Based on our findings and existing literature, no previous studies have compared the combination of ESWT and nutraceutical supplementation with therapeutic exercise. Another strength of this study is the adequate sample size across three treatment groups and the use of multiple rating scales alongside rigorous statistical analysis. However, future research should focus on larger patient populations to validate these findings. Our study has several limitations; it's an unblinded study so the results may not be easily generalizable to other populations. A control group with a single treatment (nutraceutical supplementation or exercise) was not included in the study to allow a clearer comparison of the effects of the intervention, as exercise was prescribed indiscriminately to all three groups. Another limiting aspect was the 30-day follow-up; certainly it would be desirable to perform clinical and ultrasound evaluation at 3 and 6 months, given the high frequency of recurrence and chronicity of lateral epicondylitis. Finally, it was not possible to find other numerical parameters, besides the CET thickness, that would take into account, for example, the reduction of vascularization and degeneration of the tendon analyzed. It would be also desirable for future research to continue to follow patients over time, and to evaluate any flare-ups by means not only of the objective examination, but also with ultrasound evaluations showing any reappearance of inflammatory phenomena and pictures of tendinosis. One could also correlate and/or compare our proposed treatment with the use of intra- and peritendinous corticosteroid or hyaluronic acid and collagen infiltrations.
Conclusions
5
Treatment of LE is multimodal and, in most cases, conservative. The use of focal ESWT and nutraceutical supplementation, associated with therapeutic exercise, might be a valid option for managing LE in terms of pain reduction, recovery of functional capabilities and reduction of the inflammatory state. Treatment with therapeutic exercise and nutraceutical supplementation (Group B), unlike the other two groups, proved beneficial in reducing pain as early as 15 days after starting therapy (T1).
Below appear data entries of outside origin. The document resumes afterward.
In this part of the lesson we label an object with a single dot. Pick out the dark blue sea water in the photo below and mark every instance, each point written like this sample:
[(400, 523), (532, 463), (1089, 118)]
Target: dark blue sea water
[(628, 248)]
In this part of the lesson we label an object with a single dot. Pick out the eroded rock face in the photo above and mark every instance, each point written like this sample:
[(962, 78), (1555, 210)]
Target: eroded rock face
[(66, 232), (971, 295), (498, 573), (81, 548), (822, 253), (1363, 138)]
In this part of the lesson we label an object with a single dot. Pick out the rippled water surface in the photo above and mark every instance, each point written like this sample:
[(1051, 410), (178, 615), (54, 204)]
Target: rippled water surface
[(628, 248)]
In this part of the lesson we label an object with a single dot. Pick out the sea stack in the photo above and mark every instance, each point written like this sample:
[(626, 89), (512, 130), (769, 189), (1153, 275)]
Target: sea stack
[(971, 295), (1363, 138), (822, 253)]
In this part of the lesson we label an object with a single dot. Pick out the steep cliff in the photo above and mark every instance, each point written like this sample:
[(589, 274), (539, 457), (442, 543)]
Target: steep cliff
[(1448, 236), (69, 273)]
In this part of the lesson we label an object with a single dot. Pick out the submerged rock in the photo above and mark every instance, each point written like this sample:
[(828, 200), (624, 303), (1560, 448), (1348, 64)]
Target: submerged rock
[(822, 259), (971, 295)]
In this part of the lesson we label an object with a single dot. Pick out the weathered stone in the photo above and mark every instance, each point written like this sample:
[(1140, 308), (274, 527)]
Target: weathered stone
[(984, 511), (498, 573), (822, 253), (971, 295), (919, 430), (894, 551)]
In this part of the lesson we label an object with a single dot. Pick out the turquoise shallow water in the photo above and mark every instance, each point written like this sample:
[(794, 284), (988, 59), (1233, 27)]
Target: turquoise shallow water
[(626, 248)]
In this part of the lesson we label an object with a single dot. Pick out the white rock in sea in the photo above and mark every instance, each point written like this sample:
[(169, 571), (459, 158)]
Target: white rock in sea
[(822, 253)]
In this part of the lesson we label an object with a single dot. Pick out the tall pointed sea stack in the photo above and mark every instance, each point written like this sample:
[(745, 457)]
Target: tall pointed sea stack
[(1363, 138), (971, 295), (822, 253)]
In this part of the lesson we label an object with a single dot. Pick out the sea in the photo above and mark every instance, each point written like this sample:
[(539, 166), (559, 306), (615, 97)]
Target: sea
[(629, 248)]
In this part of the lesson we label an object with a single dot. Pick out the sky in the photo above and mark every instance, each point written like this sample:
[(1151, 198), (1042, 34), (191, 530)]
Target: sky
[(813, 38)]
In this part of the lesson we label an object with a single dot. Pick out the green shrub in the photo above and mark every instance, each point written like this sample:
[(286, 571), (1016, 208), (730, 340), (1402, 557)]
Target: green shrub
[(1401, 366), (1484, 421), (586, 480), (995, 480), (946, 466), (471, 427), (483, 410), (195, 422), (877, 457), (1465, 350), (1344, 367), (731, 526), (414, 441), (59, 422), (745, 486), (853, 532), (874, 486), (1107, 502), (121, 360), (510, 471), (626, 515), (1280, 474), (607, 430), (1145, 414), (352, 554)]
The combination of treatments (Group C), on the other hand, not only achieved superior results in pain reduction and functional recovery but was also the only approach that effectively restored grip strength at the end of treatment (T2). Therefore, the combined treatment of ESWT and nutraceutical supplementation (including hyaluronic acid, collagen, vitamin C, and manganese), along with therapeutic exercise, appears to have a synergizing effect, making it preferable to individual treatments. From the analysis of the results that emerged furthermore, we can state that statistical significance correlates with clinical significance, as the primary outcomes assessed showed significantly higher values than the calculated MCIDs. For NRS values in fact, values greater than 2.8 were obtained in all three groups at T2, as well as for the PRTTE Scale, in which there were improvements exceeding 11 points after 30 days of treatment. Regarding grip strength only Group C achieved the calculated MCID values in both males and females. Finally, a clinically significant reduction was seen in Groups B and C for common extensor tendon thickness values. The proposed therapies proved effective, safe and well tolerated among the patients in our study. Future studies should aim to compare the effectiveness of these treatments across larger patient samples.